Oil prices plummet and the Norwegian krone depreciates sharply.

The bottom seems to have gone out of the oil market. The price war between the alpha males Russia and Saudi Arabia is a shock. This supply shock comes at the same time as the coronavirus produces a demand shock.

The sum is dramatic.

Oil prices fell below USD 25 a barrel Wednesday night.

It is the lowest level recorded since 2003, according to E24.

For an oil-heavy currency like the Norwegian krone, this gives a massive effect. The depreciation means that the US dollar jumps to a value of 11.84. Euro rises to 12.91 against Norwegian kroner. A British pound is now priced at GBP 13.69.
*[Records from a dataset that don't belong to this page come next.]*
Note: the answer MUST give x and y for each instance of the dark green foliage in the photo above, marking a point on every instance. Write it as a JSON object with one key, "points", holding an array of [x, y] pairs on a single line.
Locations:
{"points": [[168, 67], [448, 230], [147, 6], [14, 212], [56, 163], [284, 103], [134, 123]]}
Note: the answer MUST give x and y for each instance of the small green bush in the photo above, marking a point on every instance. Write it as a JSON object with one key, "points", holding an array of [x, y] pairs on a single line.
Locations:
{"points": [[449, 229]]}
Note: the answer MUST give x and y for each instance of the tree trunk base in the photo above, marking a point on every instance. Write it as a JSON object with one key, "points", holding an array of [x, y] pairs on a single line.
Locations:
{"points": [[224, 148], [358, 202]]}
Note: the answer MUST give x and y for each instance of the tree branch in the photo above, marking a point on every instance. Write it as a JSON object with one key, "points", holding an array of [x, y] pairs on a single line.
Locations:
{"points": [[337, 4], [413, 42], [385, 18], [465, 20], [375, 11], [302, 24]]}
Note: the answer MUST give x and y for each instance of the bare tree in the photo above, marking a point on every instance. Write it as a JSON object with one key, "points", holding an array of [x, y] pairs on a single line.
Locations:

Wednesday the value of the dollar increased by over a ten per cent versus Norwegian kroner – in one day. For a foreign exchange market where the krone is normally traded in minor movements, it looks like a collapse in value.

For an export industry like salmon farming, all else being equal, a weak krone is favourable for sales. It makes Norwegian salmon cheaper to buy for foreigners. The most important settlement currency for salmon is dollars and euros.

“Our message lately is that it may be even worse for the krone due to the oil price,” said Nordea Markets’ currency analyst Joachim Bernhardsen to E24.